In 2010, the Environmental Protection Agency (EPA) denied a petition filed by a number of groups (led by the radical anti-gun, anti-hunting environmental group Center for Biological Diversity) to ban the use of lead ammunition. The 2010 denial was based on the simple fact that the EPA does not have the legal authority under the Toxic Substance Control Act to ban or regulate ammunition.
As we reported in 2010, this is not an accident. When TSCA was passed in 1976, pro-gun legislators led by the late Sen. James McClure (R-Idaho) added language to the bill specifically exempting ammunition from EPA control. They knew, even then, that radical anti-hunting groups could try to use the law to end hunting and recreational shooting by making ammo too expensive. Their foresight has now provided an invaluable protection against the effort to ban traditional lead ammunition.
But you can never count on radicals to stop just because they have been beaten. The EPA has also previously denied their petition to ban the use of lead fishing sinkers, and when they sued to force the EPA to impose an ammunition ban, a federal court ruled that the suit had been filed too late.
Last year, CBD filed a new petition that was just slightly different than the original, only changing the language to specifically target ammunition used in hunting or recreational shooting so that it would not apply to law enforcement or the military.

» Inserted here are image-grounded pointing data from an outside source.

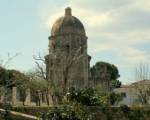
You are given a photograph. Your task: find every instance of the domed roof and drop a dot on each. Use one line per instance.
(67, 24)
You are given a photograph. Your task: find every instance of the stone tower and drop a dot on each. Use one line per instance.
(67, 62)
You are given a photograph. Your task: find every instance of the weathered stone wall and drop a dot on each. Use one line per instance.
(69, 51)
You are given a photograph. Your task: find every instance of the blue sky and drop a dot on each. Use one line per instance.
(118, 30)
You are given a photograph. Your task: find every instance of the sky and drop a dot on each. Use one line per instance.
(118, 31)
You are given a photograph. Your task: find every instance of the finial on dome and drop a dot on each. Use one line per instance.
(68, 11)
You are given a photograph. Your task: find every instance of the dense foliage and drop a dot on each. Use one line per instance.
(106, 71)
(77, 104)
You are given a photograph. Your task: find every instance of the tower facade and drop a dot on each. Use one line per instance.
(67, 62)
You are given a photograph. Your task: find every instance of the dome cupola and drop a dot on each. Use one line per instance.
(67, 24)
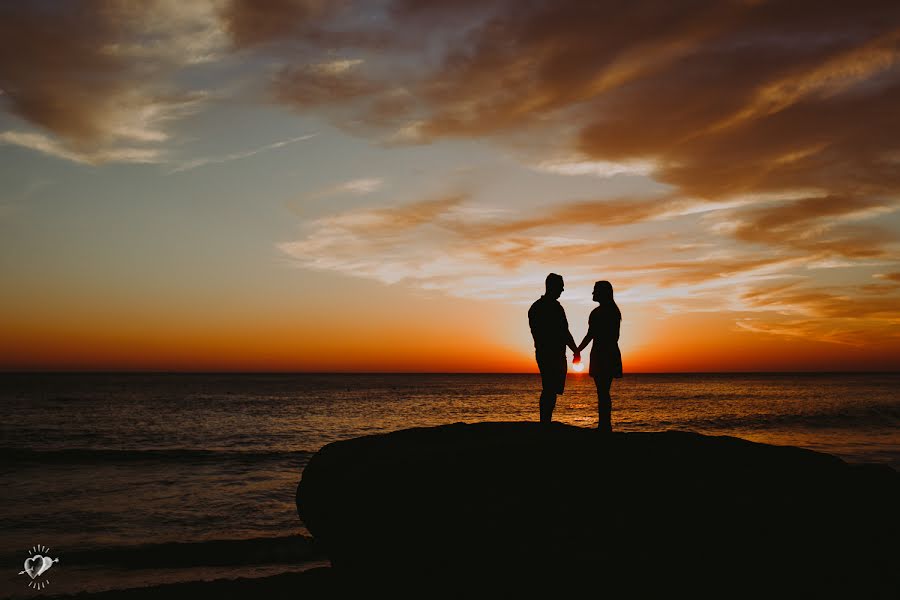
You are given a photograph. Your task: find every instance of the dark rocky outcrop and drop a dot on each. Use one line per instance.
(522, 508)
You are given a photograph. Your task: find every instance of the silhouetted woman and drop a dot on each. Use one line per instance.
(606, 360)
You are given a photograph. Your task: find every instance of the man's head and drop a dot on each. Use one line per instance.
(554, 285)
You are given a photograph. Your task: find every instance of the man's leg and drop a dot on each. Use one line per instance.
(604, 403)
(548, 403)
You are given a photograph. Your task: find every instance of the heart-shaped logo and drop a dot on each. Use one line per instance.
(34, 565)
(45, 565)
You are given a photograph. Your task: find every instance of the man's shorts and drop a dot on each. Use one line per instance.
(553, 372)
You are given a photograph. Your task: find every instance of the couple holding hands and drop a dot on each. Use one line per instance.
(550, 330)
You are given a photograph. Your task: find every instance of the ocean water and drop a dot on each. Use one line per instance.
(112, 466)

This week, the U.S. District Court for the District of Columbia dismissed that lawsuit The suit sought to force the Environmental Protection Agency to ban the manufacture, processing, and distribution of lead-based ammunition and was brought in an attempt to overturn the EPA’s previous denials.
The NRA, Safari Club International, and the National Shooting Sports Foundation each intervened in the case to defend the rights and interests of hunters, competitive shooters, and others with firearms-related interests.
Federal Judge Emmet G. Sullivan dismissed CBD’s lawsuit, finding that CBD’s current petition was nothing more than an attempt to seek reconsideration of their previous petition, which the EPA had denied. Judge Sullivan also indicated that he would defer to EPA’s determination that the agency was not congressionally authorized to regulate lead-based ammunition.
By ruling on procedural grounds, Judge Sullivan was not required to address CBD’s flawed legal argument in his ruling. CBD claimed that the Toxic Substances Control Act provides EPA with the authority to ban lead-based ammunition, notwithstanding that the law has an exclusion that puts “shells and cartridges” outside its regulatory scope. CBD contended, strangely, that bullets and shot are not within the exception for “shells and cartridges,” notwithstanding the very obvious fact that shells and cartridges are where bullets and shot are found.
The CBD is unlikely to ever give up in its effort to ban lead ammunition, which means NRA and gun owners will have to remain vigilant to protect our rights in the future.